着任してから3年が経過しましたが、昨年度は特に、コロナ禍が明けたことで地域活動が再開され、防災出前講座を依頼していただく機会が非常に多かったです。

主な依頼主としては、自治会・自主防災組織が中心ですが、瀬戸内市の場合は、ふれあいサロン(高齢者中心のサロン)、老人クラブ、子ども食堂、学校・園、地区社協、福祉事業所など、様々な団体から防災について学びたいとのご相談を受けることがあります。

年明けには能登半島地震が発生しましたが、近年の災害の頻発化・激甚化により、住民の不安感・関心は高まっていると感じています。


なぜ防災?防災を学んでどうなりたい?

防災出前講座を実施する際には、できるだけ主催者の意向に沿った形で講座ができればと考えています。

そのため、事前に代表の方に電話や面談にて、講座を依頼するに至った経緯やねらい、普段の活動の様子、対象者層・人数などについて確認をさせてもらっています。

ただ、中には「防災全般について教えてほしい」「防災をテーマに何でもいいので1時間話してほしい」といった依頼もあります。

それはそれで好きに喋らせてもらうし、ひとまず防災に関心を持ってもらうという点では効果があると思いますが、せっかくなのでもう一歩踏み込んで「なぜ防災を学ぶのか?(WAHT)」「防災を学んでどうなりたいのか?(HOW)」などといったねらいを持ってもらいたいなと思っています。


「防災」をうまく使う

たとえば、災害は誰にでも突然降りかかるおそれがあります。

「防災」は老若男女問わずみんなに関係があるので、地域の共通言語となり得ます。

ですので、コロナ禍で停滞してしまった活動を再開したい自治会が、「防災」を呼び水として地域住民を集め、再び繋がりをつくるきっかけにすることができると思います。

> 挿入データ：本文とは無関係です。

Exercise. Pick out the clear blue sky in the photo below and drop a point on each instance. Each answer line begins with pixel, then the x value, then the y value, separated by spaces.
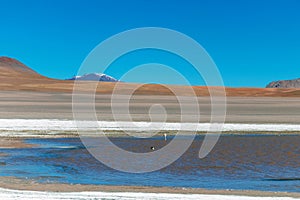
pixel 252 42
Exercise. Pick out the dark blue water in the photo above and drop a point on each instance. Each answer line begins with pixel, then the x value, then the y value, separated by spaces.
pixel 267 163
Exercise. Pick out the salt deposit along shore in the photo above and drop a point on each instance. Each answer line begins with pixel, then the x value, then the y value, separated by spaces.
pixel 44 127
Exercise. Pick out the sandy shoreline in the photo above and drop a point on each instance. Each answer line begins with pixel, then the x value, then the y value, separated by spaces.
pixel 29 185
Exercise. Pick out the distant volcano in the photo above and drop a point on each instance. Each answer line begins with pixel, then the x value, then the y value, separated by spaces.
pixel 94 77
pixel 285 84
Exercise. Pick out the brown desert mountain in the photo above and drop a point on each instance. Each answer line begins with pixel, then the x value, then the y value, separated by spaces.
pixel 15 76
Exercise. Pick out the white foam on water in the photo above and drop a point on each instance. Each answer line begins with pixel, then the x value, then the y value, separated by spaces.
pixel 7 194
pixel 19 127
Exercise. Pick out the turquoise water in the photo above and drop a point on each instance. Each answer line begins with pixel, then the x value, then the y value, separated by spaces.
pixel 268 163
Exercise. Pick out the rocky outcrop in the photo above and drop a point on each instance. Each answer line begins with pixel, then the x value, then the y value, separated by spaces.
pixel 285 84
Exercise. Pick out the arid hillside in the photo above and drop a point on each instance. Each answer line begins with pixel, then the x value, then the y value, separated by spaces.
pixel 15 76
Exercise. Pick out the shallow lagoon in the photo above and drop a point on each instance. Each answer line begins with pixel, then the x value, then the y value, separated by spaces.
pixel 249 162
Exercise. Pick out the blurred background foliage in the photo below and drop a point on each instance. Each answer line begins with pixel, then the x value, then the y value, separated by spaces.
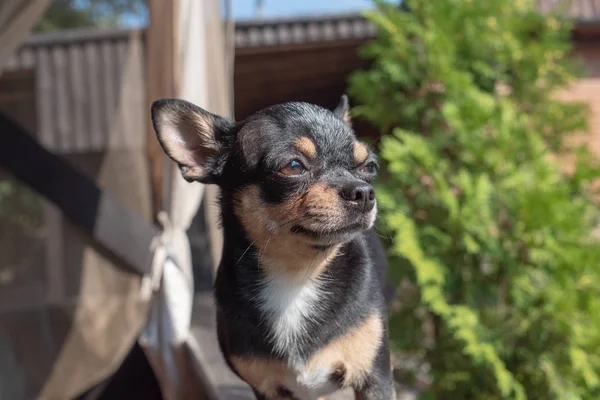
pixel 494 245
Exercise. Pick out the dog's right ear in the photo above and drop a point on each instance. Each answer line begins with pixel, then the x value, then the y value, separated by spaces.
pixel 190 136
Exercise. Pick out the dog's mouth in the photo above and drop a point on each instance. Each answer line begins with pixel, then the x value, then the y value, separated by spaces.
pixel 323 239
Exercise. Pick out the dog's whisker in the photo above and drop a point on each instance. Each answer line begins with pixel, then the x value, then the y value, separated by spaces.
pixel 244 253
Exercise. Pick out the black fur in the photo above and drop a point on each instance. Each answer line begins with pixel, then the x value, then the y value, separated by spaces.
pixel 250 153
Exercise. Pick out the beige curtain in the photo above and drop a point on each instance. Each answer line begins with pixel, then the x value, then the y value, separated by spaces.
pixel 197 72
pixel 57 341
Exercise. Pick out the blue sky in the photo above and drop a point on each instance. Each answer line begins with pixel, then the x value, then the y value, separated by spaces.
pixel 245 9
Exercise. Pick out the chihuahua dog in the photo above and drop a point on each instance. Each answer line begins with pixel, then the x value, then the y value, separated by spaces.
pixel 300 306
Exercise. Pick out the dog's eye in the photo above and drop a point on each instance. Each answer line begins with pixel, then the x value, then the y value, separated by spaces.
pixel 294 167
pixel 370 168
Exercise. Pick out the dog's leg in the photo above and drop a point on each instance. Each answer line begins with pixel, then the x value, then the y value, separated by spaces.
pixel 259 396
pixel 380 383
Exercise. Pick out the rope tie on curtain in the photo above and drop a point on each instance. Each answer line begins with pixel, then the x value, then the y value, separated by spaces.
pixel 158 249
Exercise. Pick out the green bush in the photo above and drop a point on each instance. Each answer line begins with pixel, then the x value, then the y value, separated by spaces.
pixel 497 239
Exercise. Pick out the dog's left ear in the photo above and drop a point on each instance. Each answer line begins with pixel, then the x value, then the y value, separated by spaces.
pixel 342 110
pixel 192 137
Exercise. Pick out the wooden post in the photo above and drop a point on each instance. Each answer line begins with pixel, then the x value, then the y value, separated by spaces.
pixel 162 79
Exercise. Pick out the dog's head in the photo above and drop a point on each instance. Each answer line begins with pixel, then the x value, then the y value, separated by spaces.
pixel 294 170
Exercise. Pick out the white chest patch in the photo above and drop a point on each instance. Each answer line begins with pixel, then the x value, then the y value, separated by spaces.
pixel 288 306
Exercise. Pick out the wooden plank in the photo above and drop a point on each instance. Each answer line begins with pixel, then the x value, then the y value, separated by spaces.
pixel 121 232
pixel 61 98
pixel 94 110
pixel 79 96
pixel 45 103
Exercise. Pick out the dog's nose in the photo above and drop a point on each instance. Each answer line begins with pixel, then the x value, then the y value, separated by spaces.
pixel 361 193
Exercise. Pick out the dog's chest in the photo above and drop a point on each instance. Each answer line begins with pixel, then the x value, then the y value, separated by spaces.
pixel 289 308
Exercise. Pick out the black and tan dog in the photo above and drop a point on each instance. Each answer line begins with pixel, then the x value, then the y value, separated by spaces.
pixel 300 306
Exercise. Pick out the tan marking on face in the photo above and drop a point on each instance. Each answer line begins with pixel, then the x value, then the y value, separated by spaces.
pixel 266 376
pixel 306 146
pixel 356 351
pixel 268 228
pixel 361 152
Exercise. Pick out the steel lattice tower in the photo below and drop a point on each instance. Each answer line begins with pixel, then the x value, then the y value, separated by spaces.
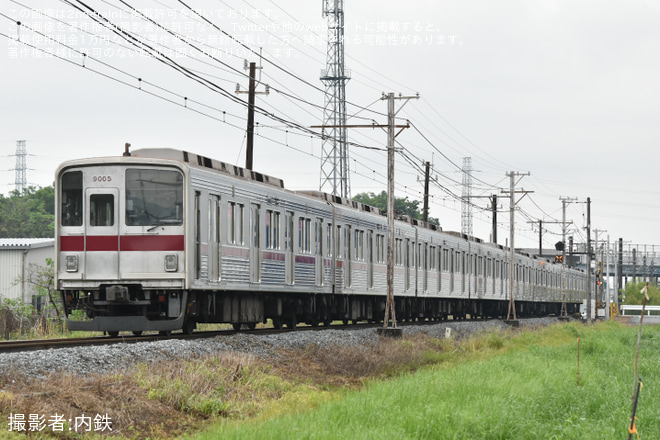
pixel 21 167
pixel 466 212
pixel 334 154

また、地区社協のように福祉の面で地域づくりを行う団体だと、防災を切り口に地域を観察することで、日頃から気にかけておくべき要配慮者をみんなで共有しておくことに繋がります。


介護予防に携わる団体なら、介護予防そのものが災害時の避難行動に役立つことを確認し、日頃の取り組みの積み重ねが災害時に誰かの命を救うことを理解することで、より自分たちの活動が意義深いものであることを実感してもらえると思います。


「もしも」に備えることは重要なことであり、「防災について学びたい」と思ってもらえることは非常にありがたいことです。

だからこそ、せっかくだからもう一歩進んで「なぜ防災を学ぶのか?(WAHT)」「防災を学んでどうなりたいのか?(HOW)」を考え、防災をうまく使って次の活動に繋げてもらえたらいいなと思います。


今日の話は、一人ひとりの防災意識そのものを高めていかなければならないという大前提の上で、プラスαで考えてもらえたら嬉しいなというものです。

なかなか最初からそこまで掘り下げて考えることは難しいと思うので、その辺りは一緒に考えていけたらなと思います。